Os números de Grant impressionam. Suas TED Talks foram vistas por 30 milhões de pessoas. São mais de 5 milhões de seguidores nas redes sociais e seu podcast “Worklife” reúne 1 milhão de ouvintes por episódio. Semana passada, ele apareceu de novo entre os primeiros colocados na lista dos Thinkers50, que reúne os pensadores mais influentes da atualidade.

Seu último livro, “Pense de Novo” (editora Sextante), fala sobre o poder de reaprender e rever conceitos. Foi sobre ele que Grant falou em evento do grupo Votorantim neste mês. Depois da apresentação on-line, ele concedeu entrevista ao Valor, onde falou sobre o modelo híbrido de trabalho, os mitos sobre a eficácia do brainstorming em grupo e como as empresas deveriam disseminar os experimentos dos funcionários da pandemia. A seguir os principais trechos:

Como as companhias podem aproveitar as novas conexões entre as pessoas que surgiram com o trabalho remoto na pandemia?

Nós provavelmente aprendemos mais sobre novos modos de trabalho no último ano e meio do que em toda a década anterior. Nós vemos pessoas conduzindo seus próprios experimentos em como se manter produtivo de casa, encontrar o equilíbrio entre trabalho e vida pessoal, em tentar colaborar a distância. Mas não estou vendo tantas organizações perguntarem: “bom, o que você tem feito nos últimos meses que te fez aprender algo, que novas práticas deveríamos espalhar e compartilhar, que velhas rotinas deveríamos jogar fora?”. Para mim, o grande novo papel que precisaremos ter é o do “chief learning officer”, ou o líder de aprendizado.

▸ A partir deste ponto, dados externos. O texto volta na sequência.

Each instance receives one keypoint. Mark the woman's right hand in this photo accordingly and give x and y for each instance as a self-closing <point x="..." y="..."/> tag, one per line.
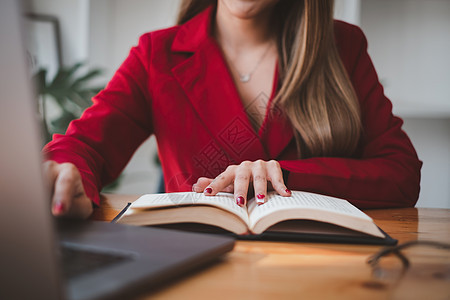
<point x="68" y="197"/>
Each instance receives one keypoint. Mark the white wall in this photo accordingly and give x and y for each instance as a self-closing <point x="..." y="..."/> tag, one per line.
<point x="409" y="42"/>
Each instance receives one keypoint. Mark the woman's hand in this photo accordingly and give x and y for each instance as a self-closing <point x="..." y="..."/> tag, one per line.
<point x="67" y="192"/>
<point x="237" y="179"/>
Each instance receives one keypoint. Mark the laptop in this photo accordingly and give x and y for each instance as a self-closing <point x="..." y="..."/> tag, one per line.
<point x="121" y="260"/>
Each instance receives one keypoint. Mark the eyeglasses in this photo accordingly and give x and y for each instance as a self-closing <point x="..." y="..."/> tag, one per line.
<point x="374" y="260"/>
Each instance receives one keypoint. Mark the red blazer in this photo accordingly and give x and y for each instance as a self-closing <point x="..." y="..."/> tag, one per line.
<point x="176" y="85"/>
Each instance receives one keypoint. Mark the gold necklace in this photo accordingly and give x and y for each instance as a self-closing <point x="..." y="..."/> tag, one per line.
<point x="247" y="76"/>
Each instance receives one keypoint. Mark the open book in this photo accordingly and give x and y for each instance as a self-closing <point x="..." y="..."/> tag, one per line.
<point x="302" y="213"/>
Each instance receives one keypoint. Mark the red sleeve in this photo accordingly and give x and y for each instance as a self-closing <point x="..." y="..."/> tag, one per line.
<point x="387" y="173"/>
<point x="103" y="140"/>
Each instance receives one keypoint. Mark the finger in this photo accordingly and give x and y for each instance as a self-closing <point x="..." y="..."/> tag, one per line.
<point x="65" y="188"/>
<point x="275" y="176"/>
<point x="260" y="181"/>
<point x="221" y="182"/>
<point x="201" y="184"/>
<point x="241" y="182"/>
<point x="50" y="171"/>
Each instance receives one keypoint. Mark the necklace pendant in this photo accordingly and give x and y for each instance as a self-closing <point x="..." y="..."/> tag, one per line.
<point x="244" y="78"/>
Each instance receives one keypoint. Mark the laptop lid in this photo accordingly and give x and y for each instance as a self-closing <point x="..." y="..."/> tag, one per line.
<point x="28" y="252"/>
<point x="22" y="190"/>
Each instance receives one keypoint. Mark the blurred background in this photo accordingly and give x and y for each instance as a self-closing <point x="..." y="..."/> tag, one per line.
<point x="80" y="43"/>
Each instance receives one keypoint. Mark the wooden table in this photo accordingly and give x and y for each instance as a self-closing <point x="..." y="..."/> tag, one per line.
<point x="282" y="270"/>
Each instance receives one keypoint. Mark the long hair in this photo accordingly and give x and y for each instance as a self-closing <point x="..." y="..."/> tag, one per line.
<point x="316" y="93"/>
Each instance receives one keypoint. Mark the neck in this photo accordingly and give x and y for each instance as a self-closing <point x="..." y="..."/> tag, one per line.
<point x="238" y="34"/>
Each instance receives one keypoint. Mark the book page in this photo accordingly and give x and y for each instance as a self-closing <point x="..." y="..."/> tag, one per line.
<point x="223" y="201"/>
<point x="303" y="205"/>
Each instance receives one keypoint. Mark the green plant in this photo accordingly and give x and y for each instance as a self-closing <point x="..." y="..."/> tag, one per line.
<point x="69" y="90"/>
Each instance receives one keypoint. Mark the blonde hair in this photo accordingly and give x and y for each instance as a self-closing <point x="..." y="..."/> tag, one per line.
<point x="316" y="93"/>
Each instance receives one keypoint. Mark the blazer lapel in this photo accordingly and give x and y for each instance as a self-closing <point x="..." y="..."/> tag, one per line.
<point x="207" y="83"/>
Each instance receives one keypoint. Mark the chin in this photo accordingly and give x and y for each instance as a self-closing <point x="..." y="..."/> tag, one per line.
<point x="247" y="9"/>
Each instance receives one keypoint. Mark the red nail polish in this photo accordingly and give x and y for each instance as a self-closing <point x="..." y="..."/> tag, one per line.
<point x="59" y="207"/>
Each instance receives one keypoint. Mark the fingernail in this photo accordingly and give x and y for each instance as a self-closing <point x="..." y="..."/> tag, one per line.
<point x="59" y="207"/>
<point x="260" y="199"/>
<point x="240" y="201"/>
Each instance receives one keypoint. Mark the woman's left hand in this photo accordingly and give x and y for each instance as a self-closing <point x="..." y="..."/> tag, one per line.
<point x="238" y="178"/>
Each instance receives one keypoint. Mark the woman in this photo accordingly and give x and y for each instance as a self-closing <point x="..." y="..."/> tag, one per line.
<point x="244" y="96"/>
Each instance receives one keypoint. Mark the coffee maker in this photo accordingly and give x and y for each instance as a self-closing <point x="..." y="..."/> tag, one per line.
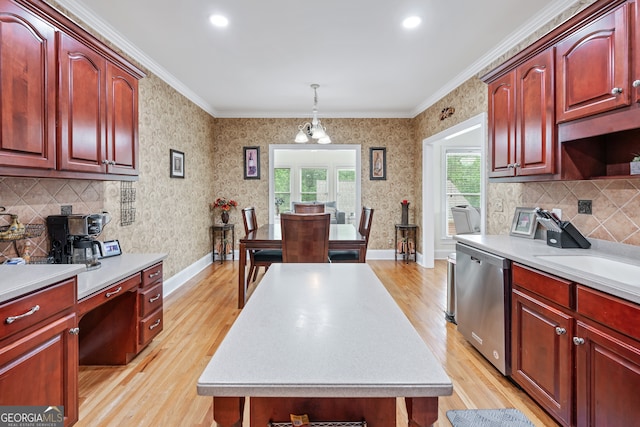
<point x="73" y="238"/>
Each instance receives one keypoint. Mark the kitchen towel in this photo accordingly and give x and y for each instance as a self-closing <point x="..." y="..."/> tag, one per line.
<point x="507" y="417"/>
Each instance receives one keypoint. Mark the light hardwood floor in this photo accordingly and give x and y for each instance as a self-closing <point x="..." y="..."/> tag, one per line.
<point x="158" y="388"/>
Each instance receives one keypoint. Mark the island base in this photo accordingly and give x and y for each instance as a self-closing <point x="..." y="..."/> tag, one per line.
<point x="378" y="412"/>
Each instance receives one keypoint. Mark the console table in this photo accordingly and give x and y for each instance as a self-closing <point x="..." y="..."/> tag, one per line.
<point x="221" y="243"/>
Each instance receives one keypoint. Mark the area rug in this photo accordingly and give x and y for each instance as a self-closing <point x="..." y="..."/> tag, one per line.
<point x="508" y="417"/>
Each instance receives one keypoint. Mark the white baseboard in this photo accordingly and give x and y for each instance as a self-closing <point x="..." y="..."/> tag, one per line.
<point x="182" y="277"/>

Parte desse papel é supervisionar e descobrir esses novos pequenos experimentos feitos por uma pessoa ou por um time, e então descobrir quais deveriam ser escalados e expandidos. Acho que essa é uma grande oportunidade que a maioria das empresas está perdendo.

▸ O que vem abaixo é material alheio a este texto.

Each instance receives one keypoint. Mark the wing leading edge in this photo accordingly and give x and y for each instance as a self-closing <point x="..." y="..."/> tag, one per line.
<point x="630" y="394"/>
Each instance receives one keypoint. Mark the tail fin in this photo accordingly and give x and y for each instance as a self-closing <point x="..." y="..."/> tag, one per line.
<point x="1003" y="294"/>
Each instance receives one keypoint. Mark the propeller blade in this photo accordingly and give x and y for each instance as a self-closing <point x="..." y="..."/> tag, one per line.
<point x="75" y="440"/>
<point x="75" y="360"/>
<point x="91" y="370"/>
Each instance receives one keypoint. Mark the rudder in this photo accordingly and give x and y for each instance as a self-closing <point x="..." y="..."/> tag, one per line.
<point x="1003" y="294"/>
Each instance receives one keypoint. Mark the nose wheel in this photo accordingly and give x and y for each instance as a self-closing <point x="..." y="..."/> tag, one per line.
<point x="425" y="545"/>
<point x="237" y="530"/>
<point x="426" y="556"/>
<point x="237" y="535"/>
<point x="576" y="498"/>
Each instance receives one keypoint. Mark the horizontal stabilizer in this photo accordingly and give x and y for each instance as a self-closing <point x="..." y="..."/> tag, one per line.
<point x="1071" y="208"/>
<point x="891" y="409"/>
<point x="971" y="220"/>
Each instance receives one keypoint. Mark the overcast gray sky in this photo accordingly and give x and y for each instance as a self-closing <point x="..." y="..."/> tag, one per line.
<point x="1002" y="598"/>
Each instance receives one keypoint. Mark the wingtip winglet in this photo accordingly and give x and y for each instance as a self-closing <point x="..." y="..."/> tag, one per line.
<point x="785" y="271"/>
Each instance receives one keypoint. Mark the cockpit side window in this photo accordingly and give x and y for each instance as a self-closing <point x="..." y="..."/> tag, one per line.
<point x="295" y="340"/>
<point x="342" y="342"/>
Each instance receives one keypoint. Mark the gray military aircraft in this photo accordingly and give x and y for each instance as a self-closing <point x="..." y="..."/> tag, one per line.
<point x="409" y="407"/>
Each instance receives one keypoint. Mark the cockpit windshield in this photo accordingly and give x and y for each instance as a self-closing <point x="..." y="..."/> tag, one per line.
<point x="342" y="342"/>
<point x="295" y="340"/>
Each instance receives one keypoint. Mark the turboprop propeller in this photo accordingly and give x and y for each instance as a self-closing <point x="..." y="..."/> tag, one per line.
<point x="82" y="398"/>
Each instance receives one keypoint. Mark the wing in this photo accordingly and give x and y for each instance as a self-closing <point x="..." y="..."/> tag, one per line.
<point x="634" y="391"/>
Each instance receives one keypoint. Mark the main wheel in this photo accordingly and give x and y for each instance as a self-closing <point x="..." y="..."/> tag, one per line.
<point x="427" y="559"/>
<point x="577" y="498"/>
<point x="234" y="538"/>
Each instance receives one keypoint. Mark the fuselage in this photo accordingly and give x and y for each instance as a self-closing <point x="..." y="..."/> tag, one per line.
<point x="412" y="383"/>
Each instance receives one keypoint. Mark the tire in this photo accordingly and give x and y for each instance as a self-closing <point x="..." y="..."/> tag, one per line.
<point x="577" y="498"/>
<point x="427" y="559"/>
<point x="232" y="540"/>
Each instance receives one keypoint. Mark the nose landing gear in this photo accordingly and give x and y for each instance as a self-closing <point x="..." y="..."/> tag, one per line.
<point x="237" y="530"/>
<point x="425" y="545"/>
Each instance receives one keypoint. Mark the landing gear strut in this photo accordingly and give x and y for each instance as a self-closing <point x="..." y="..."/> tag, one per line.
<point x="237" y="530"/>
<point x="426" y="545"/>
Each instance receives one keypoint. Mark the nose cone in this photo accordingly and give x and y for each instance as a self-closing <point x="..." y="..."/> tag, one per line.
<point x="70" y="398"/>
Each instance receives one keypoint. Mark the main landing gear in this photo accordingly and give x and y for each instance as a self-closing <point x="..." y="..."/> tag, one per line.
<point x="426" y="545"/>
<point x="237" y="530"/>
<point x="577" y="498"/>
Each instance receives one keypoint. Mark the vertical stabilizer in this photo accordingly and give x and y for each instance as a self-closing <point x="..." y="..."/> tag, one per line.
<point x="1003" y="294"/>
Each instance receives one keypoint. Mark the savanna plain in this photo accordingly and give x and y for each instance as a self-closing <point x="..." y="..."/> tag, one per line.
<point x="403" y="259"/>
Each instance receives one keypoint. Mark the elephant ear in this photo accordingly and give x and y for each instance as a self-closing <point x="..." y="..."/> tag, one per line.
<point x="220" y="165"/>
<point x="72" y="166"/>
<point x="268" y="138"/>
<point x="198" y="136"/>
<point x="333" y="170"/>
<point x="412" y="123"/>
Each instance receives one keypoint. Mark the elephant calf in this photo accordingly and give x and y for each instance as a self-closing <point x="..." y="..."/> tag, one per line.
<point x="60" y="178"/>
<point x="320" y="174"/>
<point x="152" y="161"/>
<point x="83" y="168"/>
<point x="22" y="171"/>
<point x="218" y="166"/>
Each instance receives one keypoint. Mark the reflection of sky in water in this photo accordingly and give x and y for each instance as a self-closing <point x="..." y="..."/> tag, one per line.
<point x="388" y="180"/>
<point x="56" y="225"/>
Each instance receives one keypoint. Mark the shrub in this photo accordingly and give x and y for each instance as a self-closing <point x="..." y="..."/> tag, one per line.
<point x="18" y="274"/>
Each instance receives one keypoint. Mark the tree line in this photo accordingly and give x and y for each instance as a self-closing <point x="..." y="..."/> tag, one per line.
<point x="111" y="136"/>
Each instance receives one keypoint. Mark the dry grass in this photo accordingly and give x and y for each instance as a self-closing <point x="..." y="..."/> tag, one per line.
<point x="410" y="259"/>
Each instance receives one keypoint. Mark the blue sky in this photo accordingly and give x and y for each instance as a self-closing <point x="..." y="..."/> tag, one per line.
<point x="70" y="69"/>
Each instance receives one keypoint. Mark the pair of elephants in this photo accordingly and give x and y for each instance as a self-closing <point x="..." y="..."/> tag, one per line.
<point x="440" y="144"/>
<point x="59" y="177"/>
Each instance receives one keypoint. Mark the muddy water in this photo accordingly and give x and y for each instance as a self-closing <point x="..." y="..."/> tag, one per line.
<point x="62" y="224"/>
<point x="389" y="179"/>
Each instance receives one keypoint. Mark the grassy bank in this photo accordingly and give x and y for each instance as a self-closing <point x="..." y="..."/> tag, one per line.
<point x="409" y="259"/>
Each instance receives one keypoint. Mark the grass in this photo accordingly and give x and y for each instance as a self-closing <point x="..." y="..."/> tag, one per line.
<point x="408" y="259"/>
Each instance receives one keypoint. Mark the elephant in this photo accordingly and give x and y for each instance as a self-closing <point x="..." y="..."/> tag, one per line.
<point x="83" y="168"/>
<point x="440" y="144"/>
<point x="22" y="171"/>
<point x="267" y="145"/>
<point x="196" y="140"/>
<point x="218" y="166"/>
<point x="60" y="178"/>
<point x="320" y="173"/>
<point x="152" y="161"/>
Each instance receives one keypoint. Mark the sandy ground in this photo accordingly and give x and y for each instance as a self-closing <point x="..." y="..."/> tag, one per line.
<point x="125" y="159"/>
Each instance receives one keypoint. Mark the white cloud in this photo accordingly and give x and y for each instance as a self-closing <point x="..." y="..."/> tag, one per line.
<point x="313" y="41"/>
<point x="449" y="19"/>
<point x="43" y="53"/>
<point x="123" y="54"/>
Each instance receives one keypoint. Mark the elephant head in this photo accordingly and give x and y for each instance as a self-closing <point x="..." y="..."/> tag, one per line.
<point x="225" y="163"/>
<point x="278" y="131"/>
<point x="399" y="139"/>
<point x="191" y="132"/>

Na sua opinião, quais são as vantagens no modelo híbrido de trabalho?

As vantagens acho que estão bem documentadas a essa altura. Adoro o experimento de Nick Bloom no call center da CTrip, empresa na China. Isso foi antes da pandemia. Nesse estudo, eles distribuíram aleatoriamente centenas de funcionários para trabalharem de casa. E o resultado foi que eles foram 13% mais produtivos e 50% menos propensos a se demitirem. E muito disso foi porque eles faziam menos pausas. Por serem gratos à flexibilidade, eles responderam com lealdade, comprometimento e foco. Essas são as boas notícias. A má notícia é que eles também tinham 50% menos chances de serem promovidos, provavelmente por não terem um tempo “cara a cara” com os gerentes sêniores. Então acho que, obviamente, ser híbrido vai provocar isso. Tenho ouvido também muitos executivos frustrados dizendo “sabe, não dá para aprender realmente esse trabalho ou essa cultura antes de passar um bom tempo em uma mesma sala com alguém”. Teve um escritório global no ano passado que testou uma solução muito boa para esse problema. Eles contrataram cerca de 1.300 estagiários em 16 cidades no mundo e determinaram, de forma aleatória, que alguns deveriam ter uma reunião mensal virtual que eles chamaram de “virtual water cooler” (algo como conversa na copa). Um check-in mensal de 30 minutos com um gerente sênior. Os que tiveram esse check-in no fim gostaram mais do estágio e tiveram mais chance de serem efetivados, além de terem recebido avaliações de desempenho melhores. Isso veio do aprendizado que você tem quando consegue 30 minutos para conversar com um gerente sênior. Você pergunta, absorve alguns conhecimentos implícitos, tudo isso permite que você percorra a curva de aprendizado de forma mais rápida. Para mim, isso sugere que não precisamos apenas ter a chance de aleatoriamente nos encontrarmos com alguém da empresa, o que precisamos é estruturar esse tempo não-estruturado em um mundo híbrido.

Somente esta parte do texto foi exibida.